The folks on that hillside lived their lives daily believing that they were existentially less-than those holy others. Christ here attempts to make clear that religiously sanctioned hierarchy is a symptom of the human inclination to marginalize. This was a quality of their Jewish culture just as it is a quality of American culture today. Whether it is in how we avoid any awareness of the humanity of the person making our iPhones on the other side of the world or the humanity of that person on the other side of our current political divide. I believe it is especially present today in how we relate to those who vote in a dirt bag sexual predator for president and find ourselves too enlightened to empathize with how anyone could possibly vote for a dirt bag sexual predator for president. When a person is elevated over another, one of them is always dehumanized; whether the one who’s value has been stripped or the one who’s humanity has been distorted through privilege.
I don’t know what to do about this. I really don’t. But I believe, I have to believe that God can effect change in our hearts – in the way we live, in the way we see ourselves, and in the way we see each other. My sense is that to change we have to experience God’s presence, we have to experience God’s blessing.

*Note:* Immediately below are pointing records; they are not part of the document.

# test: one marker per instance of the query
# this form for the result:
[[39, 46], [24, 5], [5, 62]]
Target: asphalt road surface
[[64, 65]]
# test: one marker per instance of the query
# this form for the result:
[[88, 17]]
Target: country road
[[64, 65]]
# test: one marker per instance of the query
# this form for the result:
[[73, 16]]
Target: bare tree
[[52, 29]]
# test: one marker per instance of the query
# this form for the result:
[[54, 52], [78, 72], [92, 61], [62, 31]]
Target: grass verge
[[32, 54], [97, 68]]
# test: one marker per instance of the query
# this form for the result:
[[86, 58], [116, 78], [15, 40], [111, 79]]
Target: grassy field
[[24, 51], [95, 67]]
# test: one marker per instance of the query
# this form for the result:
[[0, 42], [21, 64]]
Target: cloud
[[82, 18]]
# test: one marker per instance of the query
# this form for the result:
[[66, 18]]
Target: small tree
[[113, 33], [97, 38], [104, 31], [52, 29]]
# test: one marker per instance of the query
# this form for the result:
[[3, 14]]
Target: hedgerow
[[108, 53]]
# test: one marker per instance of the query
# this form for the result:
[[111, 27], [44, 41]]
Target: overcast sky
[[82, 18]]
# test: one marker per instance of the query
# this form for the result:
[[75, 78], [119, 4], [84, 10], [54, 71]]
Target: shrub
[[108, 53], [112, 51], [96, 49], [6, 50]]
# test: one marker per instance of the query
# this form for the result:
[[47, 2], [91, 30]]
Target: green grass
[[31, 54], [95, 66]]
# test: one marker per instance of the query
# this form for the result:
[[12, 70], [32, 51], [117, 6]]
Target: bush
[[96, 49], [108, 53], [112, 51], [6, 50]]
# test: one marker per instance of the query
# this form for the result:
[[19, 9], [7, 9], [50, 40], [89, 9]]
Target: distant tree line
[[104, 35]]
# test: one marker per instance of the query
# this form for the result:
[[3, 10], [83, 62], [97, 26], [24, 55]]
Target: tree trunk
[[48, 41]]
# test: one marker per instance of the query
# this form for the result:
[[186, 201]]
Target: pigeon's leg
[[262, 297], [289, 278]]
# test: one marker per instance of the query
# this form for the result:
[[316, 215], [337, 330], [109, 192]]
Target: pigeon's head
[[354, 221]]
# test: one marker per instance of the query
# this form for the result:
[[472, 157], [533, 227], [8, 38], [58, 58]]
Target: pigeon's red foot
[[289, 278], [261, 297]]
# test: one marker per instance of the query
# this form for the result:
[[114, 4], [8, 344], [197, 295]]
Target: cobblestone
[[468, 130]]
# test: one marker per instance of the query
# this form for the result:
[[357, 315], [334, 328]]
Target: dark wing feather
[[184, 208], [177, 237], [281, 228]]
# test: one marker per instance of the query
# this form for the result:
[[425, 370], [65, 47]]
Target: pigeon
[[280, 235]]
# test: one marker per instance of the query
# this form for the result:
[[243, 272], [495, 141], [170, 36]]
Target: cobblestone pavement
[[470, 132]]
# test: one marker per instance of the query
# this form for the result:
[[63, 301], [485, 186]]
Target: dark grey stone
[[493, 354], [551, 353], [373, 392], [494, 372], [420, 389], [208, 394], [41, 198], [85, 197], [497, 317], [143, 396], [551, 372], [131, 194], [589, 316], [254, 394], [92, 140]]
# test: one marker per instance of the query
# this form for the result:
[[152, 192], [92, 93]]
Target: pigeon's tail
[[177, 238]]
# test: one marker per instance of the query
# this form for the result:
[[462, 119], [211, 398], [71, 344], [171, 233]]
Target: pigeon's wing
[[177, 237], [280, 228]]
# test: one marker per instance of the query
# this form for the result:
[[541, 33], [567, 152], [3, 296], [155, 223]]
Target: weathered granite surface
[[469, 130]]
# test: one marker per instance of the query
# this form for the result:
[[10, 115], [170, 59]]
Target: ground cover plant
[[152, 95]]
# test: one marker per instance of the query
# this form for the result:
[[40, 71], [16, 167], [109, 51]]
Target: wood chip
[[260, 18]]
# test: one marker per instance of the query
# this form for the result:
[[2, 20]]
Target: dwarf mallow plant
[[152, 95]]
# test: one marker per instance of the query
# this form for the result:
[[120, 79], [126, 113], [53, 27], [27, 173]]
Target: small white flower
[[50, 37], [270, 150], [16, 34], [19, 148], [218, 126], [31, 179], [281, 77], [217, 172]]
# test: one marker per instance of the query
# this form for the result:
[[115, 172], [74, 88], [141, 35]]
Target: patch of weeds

But we cannot bless or experience blessing when we dehumanize.
So if you come to this place and you are barely surviving, blessed are you for you have been victimized or have suffered great loss, and the harm is still with you.
If you come to this place to see familiar faces and sit in familiar chairs and are seeking familiar experiences, blessed are you for you do need to know safety.
If you are here and your mind struggles to be here, now, in this present moment, blessed are you for you have the opportunity to face that which triggers you.
If you are here and your heart struggles to believe you will be ok, blessed are you for you have been lied to and can hold your liars accountable.
If you are here because you hear in your body a beckoning from this building, from this table, from these icons, from the light of these candles, from this cross, blessed are you for you are listening, and curious, and hopeful.
If you are here because you are angry with the state of our government, blessed are you for you are paying attention and anger and fear are protective and animating emotions.
If you are here because you believe your life carries the signature of that creative spark that sent the universe aflame with life, blessed are you for you are not yet done creating.
If you are here because other churches start at an inconvenient time on Sunday mornings, blessed are you for finding a church that more conveniently fits your schedule.
If you are here because you see the suffering of the poor, the hungry, the broken down, the disenfranchised, the minimized and marginalized in your work place, in your schools, in your neighborhood, on your streets, in your home, if you are here because you see the blindness of the rich, the confusion of the privileged, the complacency of the elected, the paranoia and fear induced ignorance of those with power, blessed are you for you want to be in this world and are ready to be the change you want to see.
Whatever is happening for you that that gets in the way or may distract you from God’s presence I pray you have the compassion and the desire to grieve it, bless it, cut it out if need be. Do whatever it takes to remember, God is with you and is embodied in you and through you, embodied in your world.